11/30/2012 3:31PM

Kentucky judge rules in favor of claiming rule


A Kentucky circuit court on Thursday dismissed a horse owner’s challenge of a state rule restricting where a horse can run after it is claimed, in a ruling that said the so-called “jail-time” restriction was a “proper exercise” of the state racing commission’s powers.

In a ruling signed Nov. 29, Franklin Circuit Court Judge Philip Shepherd said that rule did not violate the U.S. Constitution’s Commerce Clause and that any “incidental burden” on horse owners created by the rule is “slight.” The rule prohibits a claimed horse from being entered at any track other than the one where it was claimed for the duration of the track’s meet.
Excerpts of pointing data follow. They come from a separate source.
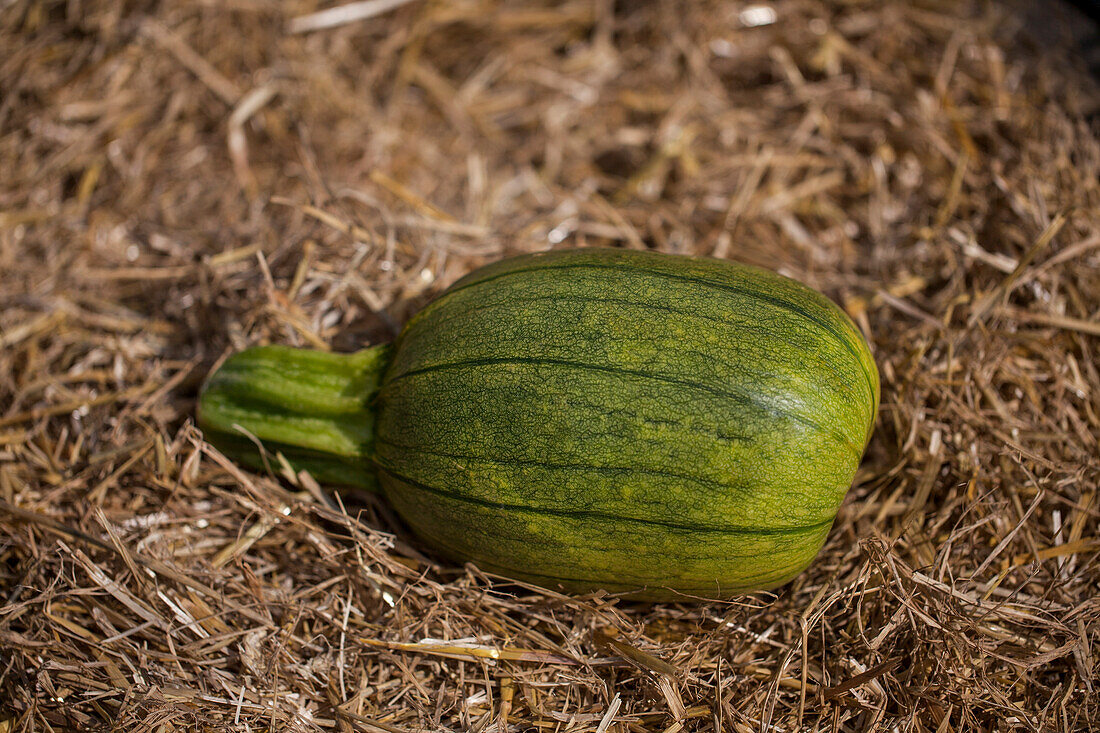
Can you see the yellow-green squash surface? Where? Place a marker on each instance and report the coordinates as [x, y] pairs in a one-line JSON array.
[[597, 419]]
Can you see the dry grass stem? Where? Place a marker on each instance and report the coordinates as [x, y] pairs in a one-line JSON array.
[[185, 179]]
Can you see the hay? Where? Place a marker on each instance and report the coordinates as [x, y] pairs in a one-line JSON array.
[[185, 179]]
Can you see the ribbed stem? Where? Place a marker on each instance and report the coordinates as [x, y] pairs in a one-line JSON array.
[[314, 407]]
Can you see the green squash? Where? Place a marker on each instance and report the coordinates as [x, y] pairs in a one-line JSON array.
[[650, 424]]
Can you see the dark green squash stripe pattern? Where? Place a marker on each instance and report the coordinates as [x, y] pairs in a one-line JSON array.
[[590, 418], [615, 411]]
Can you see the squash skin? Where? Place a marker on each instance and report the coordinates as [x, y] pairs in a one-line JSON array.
[[656, 425]]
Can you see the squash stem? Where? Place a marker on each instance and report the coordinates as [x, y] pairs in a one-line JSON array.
[[314, 407]]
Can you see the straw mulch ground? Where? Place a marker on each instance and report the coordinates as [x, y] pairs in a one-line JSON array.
[[180, 179]]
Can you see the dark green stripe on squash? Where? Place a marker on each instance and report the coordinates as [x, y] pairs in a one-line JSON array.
[[590, 418]]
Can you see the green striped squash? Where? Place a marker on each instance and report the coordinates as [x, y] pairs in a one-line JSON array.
[[640, 423]]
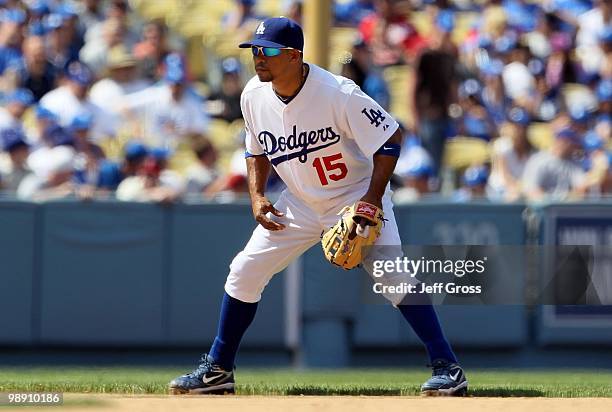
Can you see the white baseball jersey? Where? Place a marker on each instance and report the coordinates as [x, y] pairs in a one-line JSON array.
[[322, 142]]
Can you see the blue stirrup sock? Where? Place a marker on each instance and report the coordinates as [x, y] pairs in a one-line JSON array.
[[425, 323], [236, 316]]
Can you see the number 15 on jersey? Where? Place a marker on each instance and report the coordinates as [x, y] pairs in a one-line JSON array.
[[330, 167]]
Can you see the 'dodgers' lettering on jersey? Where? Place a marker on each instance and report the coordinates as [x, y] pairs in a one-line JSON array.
[[296, 145]]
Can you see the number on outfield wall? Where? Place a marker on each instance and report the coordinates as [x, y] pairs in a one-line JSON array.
[[326, 164]]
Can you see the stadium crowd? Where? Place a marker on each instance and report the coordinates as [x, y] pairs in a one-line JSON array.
[[97, 102]]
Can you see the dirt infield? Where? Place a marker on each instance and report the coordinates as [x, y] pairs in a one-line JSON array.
[[140, 403]]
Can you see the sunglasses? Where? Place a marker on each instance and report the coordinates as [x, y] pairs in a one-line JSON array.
[[268, 51]]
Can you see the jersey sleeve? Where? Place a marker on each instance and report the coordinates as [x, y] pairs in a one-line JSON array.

“The local benefits of the regulation outweigh any burden on interstate commerce,” Judge Shepherd wrote.

The challenge was mounted by Jerry Jamgotchian, a horse owner based in California who unsuccessfully tried to enter a horse at Penn National in Pennsylvania after claiming the horse at Churchill Downs in Louisville in 2011. Jamgotchian had been successful in challenging a similar rule in California several years earlier when the California Horse Racing Board decided not to enforce the rule instead of arguing for it in court.

Jamgotchian said on Friday he did not know if he would appeal until he had “thoroughly reviewed the ruling.” In an e-mailed statement, Jamgotchian further said that “this unfortunate decision against horse owner rights will hurt everyone and promises to further reduce field size, available broodmares, [and] stallion books, and close many more breeding farms in Kentucky and throughout the United States.”